Just like the business adage, ‘you can’t manage what you can’t measure’, it is also true that ‘you can’t change what you don’t map’ – an important reality relevant to the nexus between cybersecurity and human rights in the Western Balkans.
Definitions of cybersecurity usually emphasize the protection of state and other institutions’ assets
and digital environment1. However, these definitions neglect many security challenges that individuals face online. This publication examines national cybersecurity policies in the economies of the Western Balkans through a human-centric approach and evaluates levels of cybersecurity in terms of human rights protections. Put another way, cybersecurity merits a more human-centred analytical approach that highlights not only issues affecting state actors, but also issues that the actors cause for people.
This human-centric approach to cybersecurity follows from the broader theory of good security sector governance (SSG).2 Good SSG focuses on protecting not only the state’s networks, systems and stability but also the rights of individuals within democratic society. It incorporates principles such as accountability, participation, inclusiveness, effectiveness, efficiency, and transparency.

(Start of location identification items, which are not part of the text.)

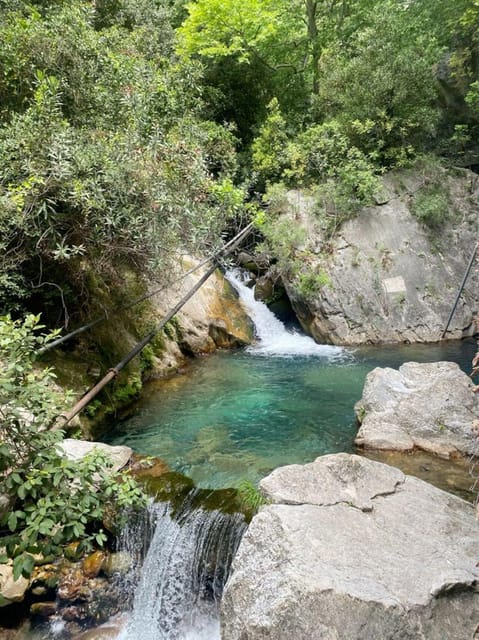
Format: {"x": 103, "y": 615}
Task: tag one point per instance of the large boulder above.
{"x": 212, "y": 318}
{"x": 430, "y": 406}
{"x": 352, "y": 549}
{"x": 386, "y": 277}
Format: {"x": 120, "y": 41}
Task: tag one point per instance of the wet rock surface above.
{"x": 78, "y": 449}
{"x": 353, "y": 549}
{"x": 430, "y": 406}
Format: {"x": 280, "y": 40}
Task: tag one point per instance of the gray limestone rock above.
{"x": 429, "y": 406}
{"x": 391, "y": 279}
{"x": 352, "y": 549}
{"x": 78, "y": 449}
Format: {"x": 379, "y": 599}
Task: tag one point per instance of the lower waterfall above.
{"x": 183, "y": 574}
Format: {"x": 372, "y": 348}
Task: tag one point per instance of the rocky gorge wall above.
{"x": 387, "y": 276}
{"x": 213, "y": 318}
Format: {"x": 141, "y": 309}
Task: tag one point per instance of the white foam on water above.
{"x": 182, "y": 575}
{"x": 273, "y": 339}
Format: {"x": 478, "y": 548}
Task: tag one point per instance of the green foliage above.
{"x": 52, "y": 500}
{"x": 103, "y": 157}
{"x": 269, "y": 147}
{"x": 381, "y": 87}
{"x": 431, "y": 205}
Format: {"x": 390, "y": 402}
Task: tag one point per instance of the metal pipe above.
{"x": 466, "y": 275}
{"x": 64, "y": 419}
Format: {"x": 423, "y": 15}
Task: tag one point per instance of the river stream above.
{"x": 238, "y": 415}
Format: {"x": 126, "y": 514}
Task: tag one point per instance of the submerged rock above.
{"x": 429, "y": 406}
{"x": 353, "y": 549}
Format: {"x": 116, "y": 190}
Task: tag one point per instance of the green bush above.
{"x": 52, "y": 500}
{"x": 430, "y": 205}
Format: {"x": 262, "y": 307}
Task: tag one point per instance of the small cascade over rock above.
{"x": 273, "y": 339}
{"x": 183, "y": 573}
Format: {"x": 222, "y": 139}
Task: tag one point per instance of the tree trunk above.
{"x": 311, "y": 13}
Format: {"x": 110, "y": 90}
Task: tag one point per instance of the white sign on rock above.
{"x": 394, "y": 285}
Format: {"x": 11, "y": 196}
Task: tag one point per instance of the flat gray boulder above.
{"x": 352, "y": 549}
{"x": 430, "y": 406}
{"x": 78, "y": 449}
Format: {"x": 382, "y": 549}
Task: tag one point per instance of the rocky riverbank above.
{"x": 351, "y": 548}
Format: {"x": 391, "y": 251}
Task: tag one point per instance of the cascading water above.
{"x": 183, "y": 574}
{"x": 273, "y": 337}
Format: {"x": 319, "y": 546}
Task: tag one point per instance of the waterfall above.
{"x": 273, "y": 339}
{"x": 183, "y": 574}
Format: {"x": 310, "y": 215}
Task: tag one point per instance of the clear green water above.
{"x": 235, "y": 416}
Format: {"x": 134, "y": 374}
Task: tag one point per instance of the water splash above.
{"x": 183, "y": 574}
{"x": 273, "y": 337}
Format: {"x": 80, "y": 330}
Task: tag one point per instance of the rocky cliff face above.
{"x": 391, "y": 278}
{"x": 213, "y": 318}
{"x": 353, "y": 549}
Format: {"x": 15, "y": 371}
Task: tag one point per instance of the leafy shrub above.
{"x": 430, "y": 205}
{"x": 52, "y": 500}
{"x": 250, "y": 496}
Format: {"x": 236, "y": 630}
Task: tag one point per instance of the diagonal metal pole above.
{"x": 224, "y": 249}
{"x": 114, "y": 371}
{"x": 464, "y": 280}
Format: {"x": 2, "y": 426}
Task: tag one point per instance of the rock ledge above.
{"x": 353, "y": 549}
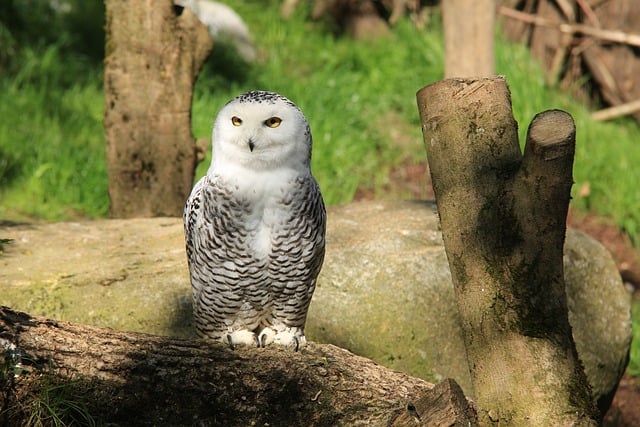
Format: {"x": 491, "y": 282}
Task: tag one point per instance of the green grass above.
{"x": 356, "y": 95}
{"x": 634, "y": 356}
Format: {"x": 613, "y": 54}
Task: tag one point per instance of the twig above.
{"x": 607, "y": 35}
{"x": 617, "y": 111}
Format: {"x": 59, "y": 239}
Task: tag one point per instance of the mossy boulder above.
{"x": 385, "y": 290}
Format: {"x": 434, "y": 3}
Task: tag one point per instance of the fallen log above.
{"x": 126, "y": 378}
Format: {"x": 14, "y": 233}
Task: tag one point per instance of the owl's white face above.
{"x": 261, "y": 131}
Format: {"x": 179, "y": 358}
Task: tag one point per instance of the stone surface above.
{"x": 385, "y": 291}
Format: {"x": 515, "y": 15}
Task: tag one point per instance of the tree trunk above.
{"x": 153, "y": 55}
{"x": 503, "y": 224}
{"x": 469, "y": 38}
{"x": 124, "y": 378}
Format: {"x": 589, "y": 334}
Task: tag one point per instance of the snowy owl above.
{"x": 255, "y": 226}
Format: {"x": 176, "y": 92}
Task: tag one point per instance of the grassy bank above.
{"x": 358, "y": 96}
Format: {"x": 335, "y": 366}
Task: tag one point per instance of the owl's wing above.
{"x": 194, "y": 219}
{"x": 192, "y": 215}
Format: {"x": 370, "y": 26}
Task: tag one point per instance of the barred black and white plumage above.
{"x": 255, "y": 225}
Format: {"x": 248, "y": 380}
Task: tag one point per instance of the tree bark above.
{"x": 124, "y": 378}
{"x": 154, "y": 53}
{"x": 469, "y": 38}
{"x": 503, "y": 224}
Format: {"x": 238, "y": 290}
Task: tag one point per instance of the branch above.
{"x": 617, "y": 111}
{"x": 503, "y": 224}
{"x": 130, "y": 378}
{"x": 607, "y": 35}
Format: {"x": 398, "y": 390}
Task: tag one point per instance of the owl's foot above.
{"x": 287, "y": 337}
{"x": 241, "y": 337}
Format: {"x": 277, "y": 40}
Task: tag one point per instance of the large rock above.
{"x": 385, "y": 291}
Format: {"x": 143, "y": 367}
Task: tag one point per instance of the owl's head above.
{"x": 261, "y": 130}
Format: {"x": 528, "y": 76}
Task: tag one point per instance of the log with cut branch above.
{"x": 125, "y": 378}
{"x": 503, "y": 217}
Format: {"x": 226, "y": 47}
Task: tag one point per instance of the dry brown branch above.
{"x": 126, "y": 378}
{"x": 601, "y": 34}
{"x": 503, "y": 217}
{"x": 617, "y": 111}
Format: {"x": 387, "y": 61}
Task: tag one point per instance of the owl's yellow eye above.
{"x": 273, "y": 122}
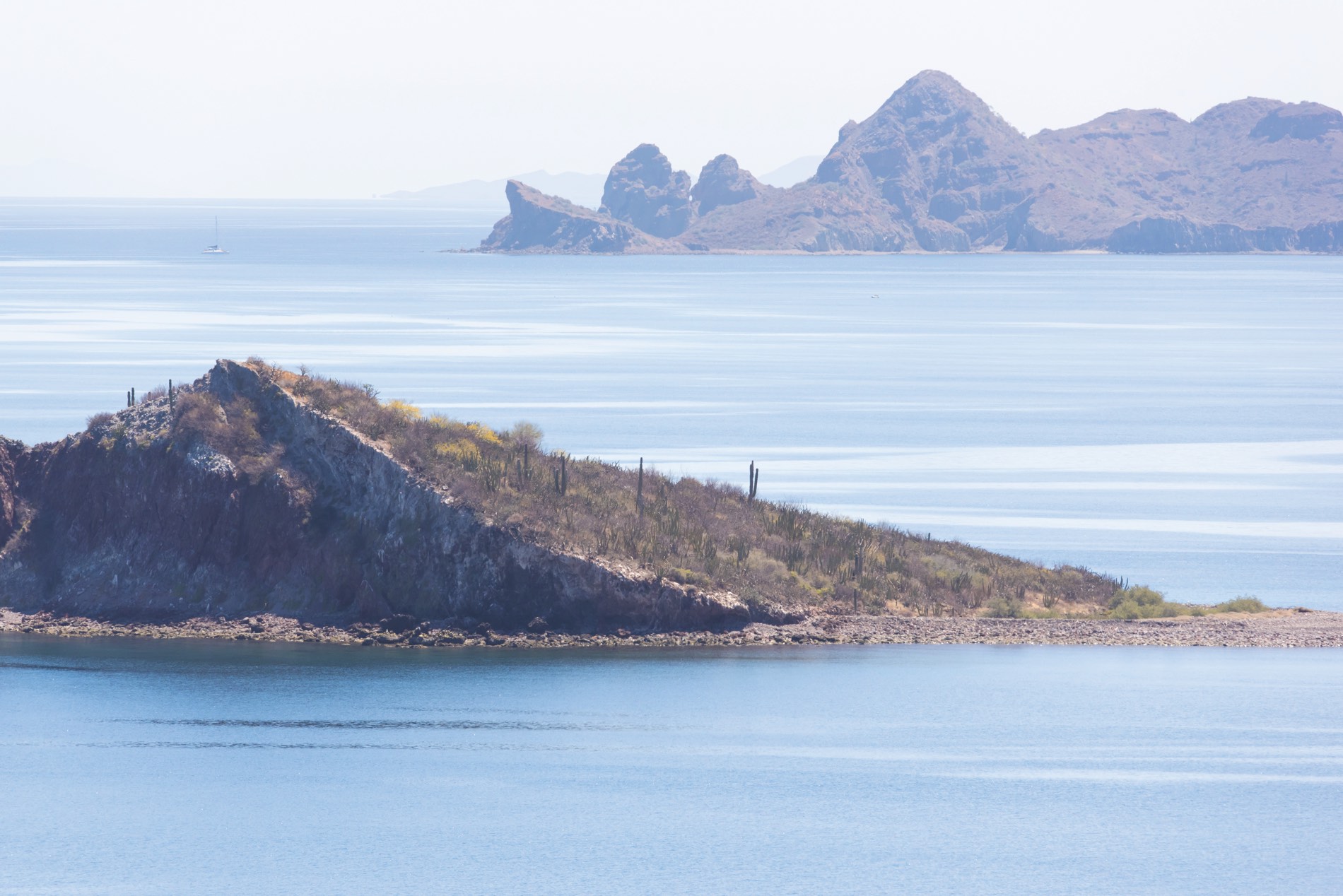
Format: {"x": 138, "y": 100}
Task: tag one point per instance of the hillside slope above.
{"x": 262, "y": 490}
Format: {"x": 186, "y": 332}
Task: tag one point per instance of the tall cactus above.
{"x": 562, "y": 476}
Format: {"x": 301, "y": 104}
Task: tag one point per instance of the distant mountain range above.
{"x": 583, "y": 189}
{"x": 937, "y": 170}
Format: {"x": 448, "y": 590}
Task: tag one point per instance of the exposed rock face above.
{"x": 8, "y": 484}
{"x": 723, "y": 183}
{"x": 131, "y": 523}
{"x": 937, "y": 170}
{"x": 537, "y": 222}
{"x": 644, "y": 191}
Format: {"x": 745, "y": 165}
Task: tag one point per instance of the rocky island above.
{"x": 937, "y": 170}
{"x": 264, "y": 504}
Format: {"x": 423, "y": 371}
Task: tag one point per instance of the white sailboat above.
{"x": 215, "y": 249}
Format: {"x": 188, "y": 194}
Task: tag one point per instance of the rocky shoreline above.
{"x": 1276, "y": 629}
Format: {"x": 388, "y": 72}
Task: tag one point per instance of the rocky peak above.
{"x": 942, "y": 158}
{"x": 645, "y": 191}
{"x": 723, "y": 183}
{"x": 1299, "y": 122}
{"x": 537, "y": 222}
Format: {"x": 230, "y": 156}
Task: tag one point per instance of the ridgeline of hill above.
{"x": 261, "y": 490}
{"x": 937, "y": 170}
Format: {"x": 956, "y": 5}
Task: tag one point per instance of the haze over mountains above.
{"x": 937, "y": 170}
{"x": 583, "y": 189}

This leads to better provision
of security and allows for its democratic oversight, which in turn prevents abuse of power by security providers. ‘Cybersecurity’ can thus be defined as security of the people and their human rights online, and of the networks and services that are essential for this objective, which together protect the democratic order and the rule of law.
A considerable body of research already exists on the links between cybersecurity and human rights.3 For decades, activists, academics, and representatives of governments and the private sector have been working to define what we mean by ‘human rights online’, ‘human rights on the Internet’, and ‘cybersecurity and human rights’.4 Country assessments looking at cybersecurity also regularly assess how governments have incorporated existing human rights standards in the online sphere.